Hacker Newsnew | past | comments | ask | show | jobs | submitlogin

I've learned over the years to never put profanity or anything even mildly offensive in test data. Too many times have I had to give an impromptu presentation off my test database, only to see user names like "Asshat Joe" and "Jack Off" show up big and bold on the projector screen.

Always, always use plain, non-offensive vanilla boilerplate text in everything you do.



I've been beaten much worse at that. 12 years ago we were writing a very ambitious media asset management platform as a service (yes, in the cloud basically) and I needed tons of pictures and videos to test the system and fill the database and filesystems and test the image pattern recognition engine and else. Guess what I did? Yeah, I loaded an humongous heap of porn into the software, pictures, videos, everything.

Then the very important finance guy and the very important communication lady from whatever big important investor came unexpectedly and demanded the mother of all demos RIGHT NOW.

Boys, I know what it's to be embarrassed to death and to wish being an earthworm. Preferably deep underground. Like in New-Zealand.


You actually demo'd the product like that? You couldn't have bought an hour or two to empty out the porn and replace it with kitties? I am curious to know how this played out. Thanks for sharing. :)

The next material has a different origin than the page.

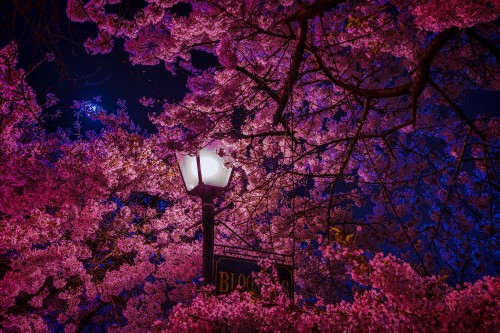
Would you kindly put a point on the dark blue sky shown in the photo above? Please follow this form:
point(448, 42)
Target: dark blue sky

Remember that it was in 2000 or 2001, several years before youtube and most other sources... Actually there were hardly any downloadable videos except porn :)

In fact there was quite a lot of harmless material too, however I really hoped that they wouldn't ask for a keyword that would bring forbidden pictures, or worse, ask to use the mouse themselves! I think we managed to avoid any incident this time; however a little later the boss discovered what was in there and he wasn't happy.


Recently I was this close to uploading an "edgy" picture to an imaging application I help develop to test a new deployment under the test user. I was so sick of seeing that same innocuous test image, and after all, it was under the test user and no one would ever see it, right?

I resisted and uploaded the test image again. Later that day, I was called and informed that a recent change to one of the server components was mixing up sessions and the client was seeing the test image instead of the image they expected. Needless to say, I was grateful for the restraint earlier that day. I probably would have been fired if the client had seen what I had almost put up instead of the test image.

I have also accidentally overwritten a whole column in a development database with a comment about skateboards. This was obviously not a big deal since it was a dev db, but it's just more reinforcement that as boring as it gets to write completely innocuous, repetitive stuff in fields while testing, it is much better than letting something slip through in frustration and getting fired and/or losing customers over it.

Like hard drive failure and other inevitabilities, it's not a question of if your dummy data will eventually be exposed to people not meant to see it, but when.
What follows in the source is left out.